La estación era una pintura regional de la vida cotidiana de un pueblo, y una dínamo que impulsaba la de por sí precaria economía de Calkiní. Por eso, la llegada del tren era una fiesta de pueblo por una razón: traía en su vientre un caudal de oportunidades de trabajo para la sociedad en general dedicada, en muchos de los casos, a trabajos inseguros.

En este cuadro pintoresco de movimiento humano, en derredor de la estación, descollaba la figura peculiar de don Pedro Sosa, cuyo trabajo era surtir a domicilio los encargos solicitados por su variada clientela, pero en una carreta de caballos y uniformado. Era el adelanto del Express universal.

“Mi vieja y cansada estación del ferrocarril de vapor de vía angosta, que te mantuviste sola durante algún tiempo sin objetivo alguno, fuiste amiga múltiple del tren brujo, de los curiosos habituales, de los pregoneros ambulantes con las manos ávidas en busca de clientes, ya sea por las ventanillas o dentro de los vagones, del buen Cris Bolívar con su exquisita cochinita y su horchata inigualable, y qué decir del chaparro don Chemas ,el de los refrescos de sabores gasificados y de aquellos tus niños cargadores que se peleaban los clientes y que acongojaban el alma, por el trabajo desempeñado como consecuencia de la necesidad, y de tus cargadores maromeros y equilibristas, aquéllos del ”leguaje florido” como Chilaya, los hermanos Pacab, Adalio y, en especial, del inolvidable Luis Medina, pero no por su lenguaje sino por la fuerza que tenía, a pesar de su figura enclenque. Todos éstos, enfilados como hormigas, cubierta parte de la cabeza y la espalda con una bolsa de harina, cargaban sobre el lomo voluminosos productos, atravesando una delgada tabla elástica sobrepuesta entre el andén y el vagón. Aunque la faena era exhaustiva, no descansaban hasta terminar con el desembarque de dos o tres vagones.

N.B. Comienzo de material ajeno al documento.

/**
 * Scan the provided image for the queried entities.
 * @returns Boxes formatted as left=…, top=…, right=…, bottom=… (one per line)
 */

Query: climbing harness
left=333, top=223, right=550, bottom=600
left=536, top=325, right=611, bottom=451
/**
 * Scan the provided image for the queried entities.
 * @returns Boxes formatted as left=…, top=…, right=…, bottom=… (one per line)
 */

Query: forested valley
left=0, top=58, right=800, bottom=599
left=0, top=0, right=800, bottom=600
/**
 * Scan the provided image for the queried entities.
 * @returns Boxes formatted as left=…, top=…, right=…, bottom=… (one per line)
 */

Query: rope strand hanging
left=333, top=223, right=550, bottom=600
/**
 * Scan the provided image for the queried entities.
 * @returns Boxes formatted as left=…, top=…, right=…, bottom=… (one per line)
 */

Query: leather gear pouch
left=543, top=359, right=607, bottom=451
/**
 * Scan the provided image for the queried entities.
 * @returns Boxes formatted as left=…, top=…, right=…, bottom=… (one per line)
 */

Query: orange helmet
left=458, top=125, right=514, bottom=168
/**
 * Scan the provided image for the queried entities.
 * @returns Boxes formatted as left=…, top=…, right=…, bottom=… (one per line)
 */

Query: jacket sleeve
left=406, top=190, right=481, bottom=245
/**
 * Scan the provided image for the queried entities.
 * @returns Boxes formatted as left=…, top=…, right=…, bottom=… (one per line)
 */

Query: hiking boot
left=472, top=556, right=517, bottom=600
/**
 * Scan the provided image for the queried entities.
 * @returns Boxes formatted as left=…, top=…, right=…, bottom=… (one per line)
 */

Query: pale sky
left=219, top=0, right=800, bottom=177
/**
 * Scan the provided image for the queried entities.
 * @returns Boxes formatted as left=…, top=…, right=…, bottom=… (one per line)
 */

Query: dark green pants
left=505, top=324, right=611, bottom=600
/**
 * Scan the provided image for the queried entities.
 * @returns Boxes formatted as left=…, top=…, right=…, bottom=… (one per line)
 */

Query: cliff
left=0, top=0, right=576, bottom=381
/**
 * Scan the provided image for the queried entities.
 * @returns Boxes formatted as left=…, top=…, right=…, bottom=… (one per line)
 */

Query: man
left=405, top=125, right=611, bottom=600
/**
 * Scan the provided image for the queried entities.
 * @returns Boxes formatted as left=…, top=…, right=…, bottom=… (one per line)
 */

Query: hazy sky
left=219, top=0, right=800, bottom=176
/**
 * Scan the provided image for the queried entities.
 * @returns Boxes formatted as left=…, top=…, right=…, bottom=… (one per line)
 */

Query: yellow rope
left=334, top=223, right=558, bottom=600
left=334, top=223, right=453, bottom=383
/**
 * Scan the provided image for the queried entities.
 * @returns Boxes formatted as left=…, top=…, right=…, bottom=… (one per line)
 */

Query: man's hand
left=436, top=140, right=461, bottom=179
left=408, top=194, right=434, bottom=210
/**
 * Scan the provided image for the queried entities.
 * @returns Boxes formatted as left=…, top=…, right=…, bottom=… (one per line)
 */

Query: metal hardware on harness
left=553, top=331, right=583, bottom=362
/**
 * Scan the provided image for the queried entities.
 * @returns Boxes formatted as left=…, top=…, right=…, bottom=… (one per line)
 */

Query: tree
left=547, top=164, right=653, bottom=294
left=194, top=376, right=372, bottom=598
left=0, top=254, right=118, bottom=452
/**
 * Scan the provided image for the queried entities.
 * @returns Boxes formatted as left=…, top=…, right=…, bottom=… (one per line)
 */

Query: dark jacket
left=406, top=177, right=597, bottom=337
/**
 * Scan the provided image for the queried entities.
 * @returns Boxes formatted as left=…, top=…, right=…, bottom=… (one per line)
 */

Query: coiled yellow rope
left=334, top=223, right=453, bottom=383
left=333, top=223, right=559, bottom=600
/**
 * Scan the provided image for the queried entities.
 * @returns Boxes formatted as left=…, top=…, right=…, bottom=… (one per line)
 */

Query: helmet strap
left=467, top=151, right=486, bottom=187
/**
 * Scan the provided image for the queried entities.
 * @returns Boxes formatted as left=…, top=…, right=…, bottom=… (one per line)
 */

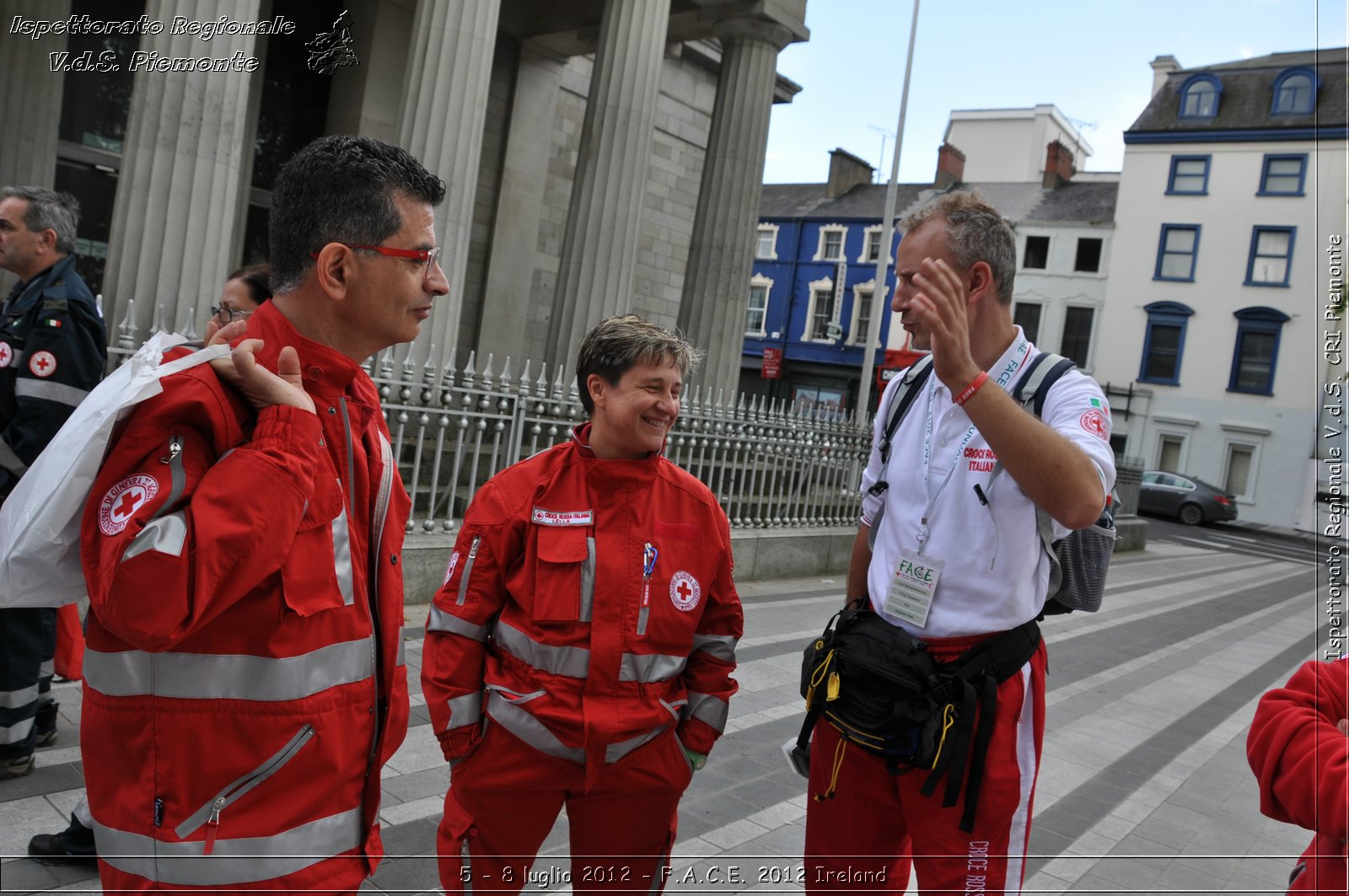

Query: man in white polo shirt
left=805, top=193, right=1115, bottom=893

En fin, tú le diste sentido a Calkiní en su desarrollo y a mi persona por las vivencias experimentadas en tu regazo de un niño suelto, que anduvo por todos tus rincones sin reparos ni preocupaciones de nada, sin pensar en el mañana, que en esa época no era tan promisorio para muchos por la condiciones estériles de vida de la familia, así que el juego era el escape a la premeditaciones en el estudio”.

Calkiní, mi antigua ínsula en el ayer que despertabas de alegría de tu monótono letargo, con la presencia del tren de vapor en aquella vieja estación, te aseguro que ésta, amiga mía, fue el archivo de mi infancia condensada de inefables recuerdos, no la borraré nunca de mi memoria, salvo la muerte”.

 
 

Fuente: Un viaje folklórico por el solar nativo. Andrés Gomzález Kantún; Edición del Ayuntamiento de Calkiní, Campeche, 2007. 82 pp.